Sometimes, walking home from the store, he’d quietly take the heavier bag. Later, you’d sit on the porch, citronella candle flickering. “Spence?” “Yeah?” “Promise we’ll still do this when we’re old.” He smiled. “We probably will.” And you believed him.
At the fair, he won you a stuffed bear (after three failed tries and a long talk about “angle of projection”). You shared a funnel cake, powdered sugar on your hands. “You realize we’ve been doing this fifteen years?” “Sixteen,” he corrected. “The first year you threw up after the spinning cups.” “Thanks for that.”
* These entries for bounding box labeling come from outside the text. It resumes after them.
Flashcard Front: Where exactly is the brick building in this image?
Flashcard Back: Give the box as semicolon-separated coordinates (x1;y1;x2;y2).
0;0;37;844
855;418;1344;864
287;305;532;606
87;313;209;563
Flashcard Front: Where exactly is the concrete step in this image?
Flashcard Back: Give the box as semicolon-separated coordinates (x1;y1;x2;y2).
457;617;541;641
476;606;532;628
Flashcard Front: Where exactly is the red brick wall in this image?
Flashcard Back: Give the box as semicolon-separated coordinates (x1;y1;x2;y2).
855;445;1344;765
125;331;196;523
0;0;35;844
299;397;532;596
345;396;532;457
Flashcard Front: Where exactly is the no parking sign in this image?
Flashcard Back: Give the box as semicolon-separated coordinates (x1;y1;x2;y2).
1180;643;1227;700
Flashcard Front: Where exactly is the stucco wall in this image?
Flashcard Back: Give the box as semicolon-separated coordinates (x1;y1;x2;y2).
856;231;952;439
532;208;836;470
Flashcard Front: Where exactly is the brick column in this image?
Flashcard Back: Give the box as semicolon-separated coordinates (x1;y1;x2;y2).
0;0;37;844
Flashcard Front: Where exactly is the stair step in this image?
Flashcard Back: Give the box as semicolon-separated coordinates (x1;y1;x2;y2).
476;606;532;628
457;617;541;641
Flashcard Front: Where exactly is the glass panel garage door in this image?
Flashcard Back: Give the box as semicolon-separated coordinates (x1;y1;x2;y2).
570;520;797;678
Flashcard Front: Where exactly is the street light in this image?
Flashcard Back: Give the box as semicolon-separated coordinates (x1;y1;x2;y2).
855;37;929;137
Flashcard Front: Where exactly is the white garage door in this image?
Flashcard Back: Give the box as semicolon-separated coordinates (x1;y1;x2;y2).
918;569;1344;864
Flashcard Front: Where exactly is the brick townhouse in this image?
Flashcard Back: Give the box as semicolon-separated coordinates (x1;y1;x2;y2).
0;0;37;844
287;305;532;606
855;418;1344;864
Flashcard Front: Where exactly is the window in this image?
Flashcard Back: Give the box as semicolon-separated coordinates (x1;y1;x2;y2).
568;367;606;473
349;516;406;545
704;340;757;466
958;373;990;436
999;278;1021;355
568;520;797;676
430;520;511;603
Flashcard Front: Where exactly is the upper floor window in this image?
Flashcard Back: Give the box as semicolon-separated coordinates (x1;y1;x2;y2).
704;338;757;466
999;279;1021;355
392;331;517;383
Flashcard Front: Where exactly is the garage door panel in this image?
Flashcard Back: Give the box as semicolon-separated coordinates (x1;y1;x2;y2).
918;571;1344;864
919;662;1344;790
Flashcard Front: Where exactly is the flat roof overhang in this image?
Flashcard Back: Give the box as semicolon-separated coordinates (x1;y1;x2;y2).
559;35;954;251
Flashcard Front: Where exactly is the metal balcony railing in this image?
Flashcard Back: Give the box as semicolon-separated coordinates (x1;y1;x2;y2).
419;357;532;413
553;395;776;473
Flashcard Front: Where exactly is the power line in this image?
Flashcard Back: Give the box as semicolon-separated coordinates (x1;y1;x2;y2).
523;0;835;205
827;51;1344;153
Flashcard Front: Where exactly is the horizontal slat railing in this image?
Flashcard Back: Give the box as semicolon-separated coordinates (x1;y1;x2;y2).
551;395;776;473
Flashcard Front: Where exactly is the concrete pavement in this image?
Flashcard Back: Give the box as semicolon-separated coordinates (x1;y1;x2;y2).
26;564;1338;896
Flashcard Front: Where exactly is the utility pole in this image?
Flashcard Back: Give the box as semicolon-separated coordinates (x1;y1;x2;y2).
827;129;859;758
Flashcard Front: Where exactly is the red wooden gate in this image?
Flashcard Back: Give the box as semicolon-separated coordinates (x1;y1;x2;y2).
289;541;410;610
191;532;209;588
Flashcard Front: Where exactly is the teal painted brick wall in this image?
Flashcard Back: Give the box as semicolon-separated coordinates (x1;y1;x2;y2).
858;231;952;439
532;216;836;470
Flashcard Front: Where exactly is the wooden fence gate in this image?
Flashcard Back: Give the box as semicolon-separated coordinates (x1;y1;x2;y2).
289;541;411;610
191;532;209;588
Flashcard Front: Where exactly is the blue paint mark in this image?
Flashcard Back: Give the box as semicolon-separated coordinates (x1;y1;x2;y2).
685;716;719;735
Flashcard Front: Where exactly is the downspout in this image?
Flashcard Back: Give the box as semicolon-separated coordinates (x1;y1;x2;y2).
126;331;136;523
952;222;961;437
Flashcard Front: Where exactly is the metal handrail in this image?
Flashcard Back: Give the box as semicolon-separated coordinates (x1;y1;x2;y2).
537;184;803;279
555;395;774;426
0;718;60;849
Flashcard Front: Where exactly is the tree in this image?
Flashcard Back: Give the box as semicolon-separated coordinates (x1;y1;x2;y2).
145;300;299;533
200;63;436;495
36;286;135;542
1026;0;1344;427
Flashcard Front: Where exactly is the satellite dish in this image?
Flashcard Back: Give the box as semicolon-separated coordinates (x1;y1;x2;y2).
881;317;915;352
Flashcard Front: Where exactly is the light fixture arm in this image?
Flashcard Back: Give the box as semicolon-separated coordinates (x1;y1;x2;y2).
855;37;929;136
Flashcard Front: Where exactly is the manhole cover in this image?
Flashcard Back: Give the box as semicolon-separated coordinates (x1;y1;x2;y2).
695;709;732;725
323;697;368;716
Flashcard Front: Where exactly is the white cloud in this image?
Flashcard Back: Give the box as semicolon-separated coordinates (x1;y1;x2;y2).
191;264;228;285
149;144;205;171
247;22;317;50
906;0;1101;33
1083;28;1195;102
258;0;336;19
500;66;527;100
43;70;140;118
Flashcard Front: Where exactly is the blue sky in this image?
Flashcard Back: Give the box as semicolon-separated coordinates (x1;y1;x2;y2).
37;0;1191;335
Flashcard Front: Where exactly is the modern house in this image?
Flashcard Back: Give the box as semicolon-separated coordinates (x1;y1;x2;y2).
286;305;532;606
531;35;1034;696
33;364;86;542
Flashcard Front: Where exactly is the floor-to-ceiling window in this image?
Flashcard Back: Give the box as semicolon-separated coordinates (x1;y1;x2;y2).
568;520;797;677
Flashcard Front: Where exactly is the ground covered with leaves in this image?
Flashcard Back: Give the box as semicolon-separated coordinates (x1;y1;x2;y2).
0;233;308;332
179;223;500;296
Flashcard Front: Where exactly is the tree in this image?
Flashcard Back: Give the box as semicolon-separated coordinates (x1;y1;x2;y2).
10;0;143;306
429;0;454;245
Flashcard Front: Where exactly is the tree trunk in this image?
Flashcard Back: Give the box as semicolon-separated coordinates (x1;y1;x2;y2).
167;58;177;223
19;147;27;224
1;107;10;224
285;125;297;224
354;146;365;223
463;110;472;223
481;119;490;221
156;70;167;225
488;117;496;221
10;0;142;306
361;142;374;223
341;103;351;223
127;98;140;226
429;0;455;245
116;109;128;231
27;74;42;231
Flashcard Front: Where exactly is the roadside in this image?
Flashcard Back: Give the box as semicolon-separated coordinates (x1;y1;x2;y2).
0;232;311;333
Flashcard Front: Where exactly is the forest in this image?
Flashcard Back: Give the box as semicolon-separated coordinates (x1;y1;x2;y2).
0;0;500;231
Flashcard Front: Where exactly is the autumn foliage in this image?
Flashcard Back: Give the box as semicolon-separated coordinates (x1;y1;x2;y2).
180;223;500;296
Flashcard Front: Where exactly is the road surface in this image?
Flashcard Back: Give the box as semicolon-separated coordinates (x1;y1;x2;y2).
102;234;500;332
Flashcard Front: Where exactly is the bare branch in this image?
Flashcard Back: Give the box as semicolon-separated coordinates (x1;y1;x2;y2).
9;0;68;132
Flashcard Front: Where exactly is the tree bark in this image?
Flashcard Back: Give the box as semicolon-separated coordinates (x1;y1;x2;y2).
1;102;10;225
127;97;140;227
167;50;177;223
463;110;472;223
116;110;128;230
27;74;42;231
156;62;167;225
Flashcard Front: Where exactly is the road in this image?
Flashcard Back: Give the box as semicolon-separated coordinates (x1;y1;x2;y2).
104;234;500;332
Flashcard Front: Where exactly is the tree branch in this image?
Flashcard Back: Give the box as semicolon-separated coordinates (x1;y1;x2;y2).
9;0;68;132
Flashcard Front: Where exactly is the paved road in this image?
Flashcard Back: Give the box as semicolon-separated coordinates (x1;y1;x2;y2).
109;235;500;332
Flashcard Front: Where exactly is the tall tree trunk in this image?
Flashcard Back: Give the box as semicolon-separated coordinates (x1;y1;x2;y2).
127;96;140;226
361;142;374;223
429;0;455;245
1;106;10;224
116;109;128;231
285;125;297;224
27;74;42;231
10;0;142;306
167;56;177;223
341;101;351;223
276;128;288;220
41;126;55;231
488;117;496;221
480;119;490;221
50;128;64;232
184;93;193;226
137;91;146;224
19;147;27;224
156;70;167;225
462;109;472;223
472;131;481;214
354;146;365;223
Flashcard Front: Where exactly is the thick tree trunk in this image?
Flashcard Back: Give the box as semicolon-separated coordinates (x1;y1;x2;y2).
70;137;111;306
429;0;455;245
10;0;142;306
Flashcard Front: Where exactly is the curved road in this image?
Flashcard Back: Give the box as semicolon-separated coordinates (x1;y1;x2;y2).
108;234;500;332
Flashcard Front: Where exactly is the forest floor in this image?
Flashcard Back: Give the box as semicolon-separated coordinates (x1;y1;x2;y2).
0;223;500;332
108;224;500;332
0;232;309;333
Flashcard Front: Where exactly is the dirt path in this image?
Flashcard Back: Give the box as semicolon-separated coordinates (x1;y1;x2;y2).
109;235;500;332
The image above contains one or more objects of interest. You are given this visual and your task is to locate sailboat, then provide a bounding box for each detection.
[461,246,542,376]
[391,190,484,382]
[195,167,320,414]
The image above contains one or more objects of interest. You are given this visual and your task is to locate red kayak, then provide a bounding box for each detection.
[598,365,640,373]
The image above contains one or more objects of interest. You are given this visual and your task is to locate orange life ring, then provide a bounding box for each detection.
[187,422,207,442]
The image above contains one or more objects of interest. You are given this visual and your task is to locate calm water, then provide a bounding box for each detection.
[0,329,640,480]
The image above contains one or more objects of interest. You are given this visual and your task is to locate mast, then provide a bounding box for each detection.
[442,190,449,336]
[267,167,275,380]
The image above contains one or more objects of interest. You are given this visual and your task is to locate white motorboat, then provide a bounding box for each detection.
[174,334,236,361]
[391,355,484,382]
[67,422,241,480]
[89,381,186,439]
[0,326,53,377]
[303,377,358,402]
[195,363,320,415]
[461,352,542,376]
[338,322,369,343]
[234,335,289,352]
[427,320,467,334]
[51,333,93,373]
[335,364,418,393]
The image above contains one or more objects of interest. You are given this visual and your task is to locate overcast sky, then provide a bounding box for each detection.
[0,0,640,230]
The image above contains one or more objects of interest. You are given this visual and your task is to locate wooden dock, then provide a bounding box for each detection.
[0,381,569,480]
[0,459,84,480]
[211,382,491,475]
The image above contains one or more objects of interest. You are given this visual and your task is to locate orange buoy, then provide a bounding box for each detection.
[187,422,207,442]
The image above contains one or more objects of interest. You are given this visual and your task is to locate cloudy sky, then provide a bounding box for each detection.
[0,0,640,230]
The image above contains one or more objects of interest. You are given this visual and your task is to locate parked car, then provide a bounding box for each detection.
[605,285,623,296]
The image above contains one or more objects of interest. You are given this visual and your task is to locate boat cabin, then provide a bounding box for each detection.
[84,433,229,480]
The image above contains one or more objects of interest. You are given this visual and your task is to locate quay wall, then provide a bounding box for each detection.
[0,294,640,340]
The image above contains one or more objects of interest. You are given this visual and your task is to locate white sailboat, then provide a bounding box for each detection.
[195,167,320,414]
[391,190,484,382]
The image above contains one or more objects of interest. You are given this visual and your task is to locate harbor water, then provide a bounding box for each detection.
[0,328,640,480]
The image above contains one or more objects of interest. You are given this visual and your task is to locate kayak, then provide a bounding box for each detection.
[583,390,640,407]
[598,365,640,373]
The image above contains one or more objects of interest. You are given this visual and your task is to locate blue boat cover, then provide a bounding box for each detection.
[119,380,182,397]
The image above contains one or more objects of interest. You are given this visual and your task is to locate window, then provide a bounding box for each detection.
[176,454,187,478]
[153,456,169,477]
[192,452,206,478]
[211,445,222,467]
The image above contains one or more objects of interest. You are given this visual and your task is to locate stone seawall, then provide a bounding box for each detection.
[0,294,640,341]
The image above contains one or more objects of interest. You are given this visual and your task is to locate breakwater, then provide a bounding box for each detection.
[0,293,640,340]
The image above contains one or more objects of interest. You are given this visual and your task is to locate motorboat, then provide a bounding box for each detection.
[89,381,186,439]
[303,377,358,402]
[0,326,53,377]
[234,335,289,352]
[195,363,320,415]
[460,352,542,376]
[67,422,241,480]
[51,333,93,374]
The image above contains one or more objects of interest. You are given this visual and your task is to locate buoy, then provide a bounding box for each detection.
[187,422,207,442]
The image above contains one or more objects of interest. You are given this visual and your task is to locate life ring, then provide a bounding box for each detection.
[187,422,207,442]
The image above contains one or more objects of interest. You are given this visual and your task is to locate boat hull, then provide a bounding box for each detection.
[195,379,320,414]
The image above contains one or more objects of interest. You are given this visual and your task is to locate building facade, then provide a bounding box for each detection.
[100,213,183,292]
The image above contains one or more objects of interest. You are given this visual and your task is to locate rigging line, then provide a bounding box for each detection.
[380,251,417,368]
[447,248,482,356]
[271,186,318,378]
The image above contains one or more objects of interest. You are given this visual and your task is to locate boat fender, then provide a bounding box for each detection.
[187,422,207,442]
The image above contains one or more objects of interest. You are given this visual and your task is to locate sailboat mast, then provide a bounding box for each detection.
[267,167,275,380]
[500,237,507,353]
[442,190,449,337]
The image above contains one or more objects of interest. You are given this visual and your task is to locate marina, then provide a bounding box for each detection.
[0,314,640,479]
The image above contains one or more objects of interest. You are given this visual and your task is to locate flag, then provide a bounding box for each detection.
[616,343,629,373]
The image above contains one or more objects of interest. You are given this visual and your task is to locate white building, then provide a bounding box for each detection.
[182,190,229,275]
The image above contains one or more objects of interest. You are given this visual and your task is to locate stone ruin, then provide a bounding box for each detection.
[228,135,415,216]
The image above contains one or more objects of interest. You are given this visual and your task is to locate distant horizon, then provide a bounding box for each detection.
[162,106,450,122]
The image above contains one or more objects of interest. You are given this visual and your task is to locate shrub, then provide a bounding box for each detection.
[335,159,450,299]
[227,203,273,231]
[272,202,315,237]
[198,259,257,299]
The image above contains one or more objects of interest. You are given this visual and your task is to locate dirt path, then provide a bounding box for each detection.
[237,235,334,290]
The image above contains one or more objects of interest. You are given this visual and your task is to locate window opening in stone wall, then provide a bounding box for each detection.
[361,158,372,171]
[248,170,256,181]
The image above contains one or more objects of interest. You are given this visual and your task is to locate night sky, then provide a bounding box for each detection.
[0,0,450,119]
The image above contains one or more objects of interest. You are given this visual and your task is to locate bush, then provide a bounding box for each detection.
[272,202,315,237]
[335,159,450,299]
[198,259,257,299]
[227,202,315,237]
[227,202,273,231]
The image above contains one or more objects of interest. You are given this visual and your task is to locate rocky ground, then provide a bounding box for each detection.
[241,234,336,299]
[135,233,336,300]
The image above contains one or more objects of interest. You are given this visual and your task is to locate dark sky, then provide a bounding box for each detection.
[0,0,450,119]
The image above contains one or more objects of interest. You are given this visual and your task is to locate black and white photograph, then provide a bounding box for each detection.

Later, at his house mom out of town, lavender still in the air you sat on the floor flipping through old photos: birthdays, science fairs, frosting-smeared grins. Then prom night. “You look so young,” you said. “You still do,” he murmured, then caught himself. “Comparatively.” “Nice save, Doctor.”
Later. “Do you ever wish you’d had a normal childhood?” “Not if it meant not having you in it.” Simple. True. You leaned on his shoulder. “That’s probably the nicest thing anyone’s ever said to me.” “It’s statistically accurate.”
At the lake, the water mirrored the pale sky. He skipped stones; you tried and failed. “Think we’ll ever outgrow this?” “No. I think it just adapts.” “Good answer.” He looked at you, steady. “You’re my constant.” “Spence-" “Statistically speaking,” he added, and you laughed.
As the sun sank over the water, you realized growing up didn’t mean letting go. It meant learning how to stay, not as you were, but as you are now. Older. Softer. Still side by side.